While recent market factors have provided higher than normal returns, the current situation has historically been the exception. Only the decades of the 1950s and 1990s, bolstered by a post-World War II economic boom and the dot-com era, have exceeded the stock market returns realized during the 2010s, according to MarketWatch. That means recent market performance is not typical.
Federal Reserve policies have kept interest rates at historic lows during this period and into the 2020s, which has juiced the economy and financial markets. With the onset and aftermath of the COVID-19 pandemic, supply chain disruptions and rapidly rising inflation, maintaining such a strong performance during the next 10 years will be a challenge.
The state’s projections are often wrong because of a fundamental flaw in the assumptions. The pension funds assume high rates of return on their investments and those inflated rates rarely translate to reality. From fiscal year 2008 through 2017, the state’s retirement systems assumed rates of return between 6.75% and 7.25%. The actual returns were between 4.6% and 5.4%.
Underperforming investments mean taxpayers must make up the difference. Illinois taxpayers have been continually asked to do that, sending billions more than projected to fund pension systems that continue to drive up their taxes and hurt the state’s economy.
Assuming a higher rate of return on pension investments means state leaders need to put less money toward pensions, freeing up funds for their other spending priorities. That game just hides the pension systems’ unfunded liabilities and forces taxpayers to fund higher and higher pension payments over more time.
States have begun lowering the assumed rate of return for their pension investments to more realistic levels in recent years. The National Association of State Retirement Administrators measured 131 state pension systems and found 78% of them had lowered their assumed rate of return since fiscal year 2018 and 98% had done so since fiscal year 2010.
Pension debts in 2012 and 2013 were 82% and 54% higher, respectively, than projected five years earlier. Those projections were made in 2007 and 2008, before the financial crisis that caused pension investments to plummet in value. That should be a warning about Illinois’ projections, which fail to factor in an economic downturn.
Even without a recession, if future predictions match the nearly 16% error rate since 2013, taxpayers will pay $21.3 billion more than expected. Given current economic forecasts by experts warning of a coming recession, Illinois’ pension funds should account for what are likely to be much lower rates of return than currently predicted.

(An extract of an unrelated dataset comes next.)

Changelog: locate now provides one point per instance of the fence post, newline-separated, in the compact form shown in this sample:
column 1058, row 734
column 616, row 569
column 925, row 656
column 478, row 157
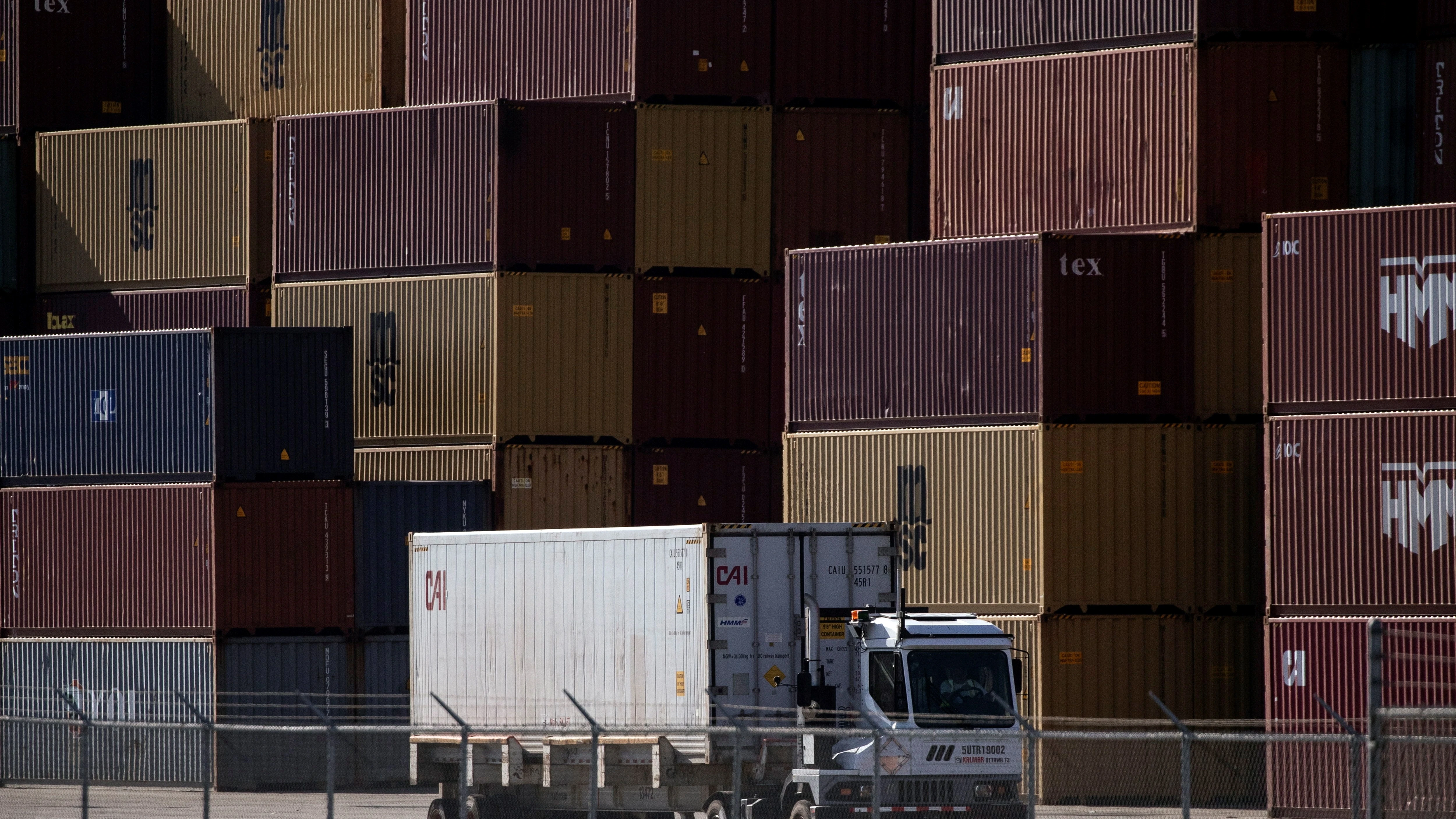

A 2019 stress test of the pension systems commissioned by the Illinois Policy Institute found a 20% loss of their asset value because of a recession – the same loss they experienced in 2009 – with an average return on investment matching the roughly 4.6% the funds experienced in the decade after the past recession, would mean the systems would run out of money in fewer than 30 years. A similar loss and sluggish economic recovery would put the state’s major pension systems at real risk for insolvency, threatening the retirement security of thousands of public workers.
While no one can predict the future, they can make smarter guesses. There will almost certainly be multiple recessions between now and 2045, when the state pension plans are scheduled to hit 90% funding targets.
Lawmakers have taken no action on structural pension reform since 2013, when their bipartisan reforms were struck down by the Illinois Supreme Court. While real reform will require an amendment to the Illinois Constitution, lawmakers could save taxpayers over $500 million on pensions almost immediately by simply adding a date to the Tier 3 law and giving public employees a new option for their retirement plans.
Other blue states have taken the lead on pension reform in recent years, fixing their problems before their systems fall into the dire condition Illinois’ is already in. Pritzker and lawmakers have continued to delay and ignore the issue. Instead of taking advantage of unprecedented federal aid and use it to help get the state’s fiscal affairs in order, Pritzker has decided to take advantage of the extra funds to offer temporary tax relief as a reelection gimmick.
Unless significant structural changes are made to both pensions and the way the state spends money, Illinois will immediately experience financial turbulence once federal relief money stops flowing.